Manganese dioxide (MD) was synthesized by cyclic voltammetry using 0.5 mol L⁻¹ MnSO₄·6H₂O as the precursor solution, with and without the 0.05 mol L⁻¹ of Na₂SO₄ support electrolyte solution, and effect was studied by several techniques. The AFM analysis allowed the study of the substrate and synthesized films topography; SEM images showed the differences in the morphology and thickness of the films. Through XRD analysis, it was possible to observe the crystallinity of the materials, caused by the influence of Na₂SO₄ during electrodeposition and electrochemical characterization, which made it possible to obtain results that served as parameters during the studies proposed here. The voltammograms showed the differences in theoretical capacitance of 0.5 mol L⁻¹ manganese dioxide with Na₂SO₄ (MDNa) and for 0.5 mol L⁻¹ manganese dioxide without the 0.05 mol L⁻¹ of Na₂SO₄, which were 860.25 and 455 F g⁻¹, respectively, while in the GCD tests, they present 375 and 250 F g⁻¹ of specific capacitance for the 0.5 mol L⁻¹ MDNa and 0.5 mol L⁻¹ MD electrodes; all results measured in 0.5 A g⁻¹. The EIS studies by the Nyquist and Bode plots made it possible to analyze the resistivity regions and the capacitive nature of the materials. It can be concluded that the purpose of this study was successfully achieved, since the results are interrelated and confirm that the MDNa electrode has attractive and more advantageous properties than MD for supercapacitor application.

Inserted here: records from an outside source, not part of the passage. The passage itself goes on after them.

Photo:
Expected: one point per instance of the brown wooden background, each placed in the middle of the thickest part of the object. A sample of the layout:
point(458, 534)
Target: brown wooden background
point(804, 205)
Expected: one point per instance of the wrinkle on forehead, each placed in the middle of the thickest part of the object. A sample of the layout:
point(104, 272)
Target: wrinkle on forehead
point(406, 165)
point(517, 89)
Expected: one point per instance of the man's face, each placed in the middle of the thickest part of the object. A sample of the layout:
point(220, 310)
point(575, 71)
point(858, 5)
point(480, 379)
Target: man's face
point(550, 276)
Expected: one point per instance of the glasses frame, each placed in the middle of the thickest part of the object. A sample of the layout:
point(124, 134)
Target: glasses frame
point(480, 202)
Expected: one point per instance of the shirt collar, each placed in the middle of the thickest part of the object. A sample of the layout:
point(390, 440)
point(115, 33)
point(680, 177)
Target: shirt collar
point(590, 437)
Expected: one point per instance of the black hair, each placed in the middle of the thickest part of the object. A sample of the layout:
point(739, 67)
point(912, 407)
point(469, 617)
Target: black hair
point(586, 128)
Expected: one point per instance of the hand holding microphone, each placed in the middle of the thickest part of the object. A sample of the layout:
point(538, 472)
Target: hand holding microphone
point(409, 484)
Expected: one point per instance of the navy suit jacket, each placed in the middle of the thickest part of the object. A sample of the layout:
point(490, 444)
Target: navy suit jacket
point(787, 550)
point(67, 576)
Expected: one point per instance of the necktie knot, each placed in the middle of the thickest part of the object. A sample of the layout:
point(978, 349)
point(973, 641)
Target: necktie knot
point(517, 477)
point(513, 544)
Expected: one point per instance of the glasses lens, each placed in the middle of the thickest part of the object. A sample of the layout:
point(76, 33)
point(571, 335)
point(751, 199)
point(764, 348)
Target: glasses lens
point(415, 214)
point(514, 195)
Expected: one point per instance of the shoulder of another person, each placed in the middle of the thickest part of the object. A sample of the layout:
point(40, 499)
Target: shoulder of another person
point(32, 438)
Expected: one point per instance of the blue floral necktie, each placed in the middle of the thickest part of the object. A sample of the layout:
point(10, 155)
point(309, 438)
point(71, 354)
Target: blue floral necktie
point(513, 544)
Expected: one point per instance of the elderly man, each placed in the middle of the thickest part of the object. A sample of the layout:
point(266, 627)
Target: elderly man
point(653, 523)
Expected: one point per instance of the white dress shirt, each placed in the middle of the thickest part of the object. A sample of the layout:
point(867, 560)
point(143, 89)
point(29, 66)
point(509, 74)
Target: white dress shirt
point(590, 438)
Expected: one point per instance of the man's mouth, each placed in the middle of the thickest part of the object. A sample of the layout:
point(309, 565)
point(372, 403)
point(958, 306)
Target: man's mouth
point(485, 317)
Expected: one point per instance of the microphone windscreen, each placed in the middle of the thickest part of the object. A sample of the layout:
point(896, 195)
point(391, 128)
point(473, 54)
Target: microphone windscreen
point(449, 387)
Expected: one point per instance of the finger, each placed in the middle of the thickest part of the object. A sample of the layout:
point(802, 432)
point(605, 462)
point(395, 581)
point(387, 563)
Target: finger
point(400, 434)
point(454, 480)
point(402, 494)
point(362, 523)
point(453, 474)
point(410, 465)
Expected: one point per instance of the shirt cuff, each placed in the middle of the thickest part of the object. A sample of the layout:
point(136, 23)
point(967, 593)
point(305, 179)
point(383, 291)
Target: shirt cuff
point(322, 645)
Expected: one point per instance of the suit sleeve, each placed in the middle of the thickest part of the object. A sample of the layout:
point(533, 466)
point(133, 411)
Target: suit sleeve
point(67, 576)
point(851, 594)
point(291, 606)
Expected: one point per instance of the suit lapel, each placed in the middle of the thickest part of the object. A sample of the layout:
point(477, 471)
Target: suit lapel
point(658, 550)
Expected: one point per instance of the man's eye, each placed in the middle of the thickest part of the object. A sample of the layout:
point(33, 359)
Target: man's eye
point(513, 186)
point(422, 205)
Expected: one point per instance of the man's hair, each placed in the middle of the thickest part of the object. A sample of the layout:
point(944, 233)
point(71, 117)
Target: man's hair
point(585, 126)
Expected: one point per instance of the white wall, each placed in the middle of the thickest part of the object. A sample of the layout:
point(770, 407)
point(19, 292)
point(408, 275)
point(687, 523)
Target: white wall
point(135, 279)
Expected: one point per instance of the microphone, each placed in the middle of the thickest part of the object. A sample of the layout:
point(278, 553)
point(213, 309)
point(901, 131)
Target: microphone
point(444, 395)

以0.5 mol L ^-1 MnSO ₄ ·6H ₂ O为前体溶液，在有和无0.05 mol L ^-1的Na ₂ SO ₄载体电解质溶液下，通过循环伏安法合成二氧化锰（MD）。几种技术。原子力显微镜分析允许研究基材和合成膜的形貌；SEM图像显示了膜的形态和厚度的差异。通过XRD分析，可以观察到由于Na ₂ SO ₄的影响而引起的材料的结晶度。在电沉积和电化学表征过程中，这有可能获得作为本文提出的研究过程中的参数使用的结果。的伏安图显示在0.5摩尔升●理论电容的差异^-1二氧化锰用Na ₂ SO ₄（有MDNa）和0.5摩尔大号^-1而不0.05摩尔l锰二氧化^-1的Na ₂ SO ₄，这是860.25和455 F G ^-1，分别，而在GCD测试，它们呈现375和250 F G ^-1特定的电容为0.5摩尔大号^-1有MDNa和0.5摩尔大号^-1MD电极; 所有结果均以0.5 A g ^-1测得。通过Nyquist和Bode图进行的EIS研究使分析材料的电阻率区域和电容性质成为可能。可以得出结论，该研究的目的是成功实现的，因为结果是相互关联的，并证实了MDNa电极具有比MD超级电容器应用更具吸引力和更优越的性能。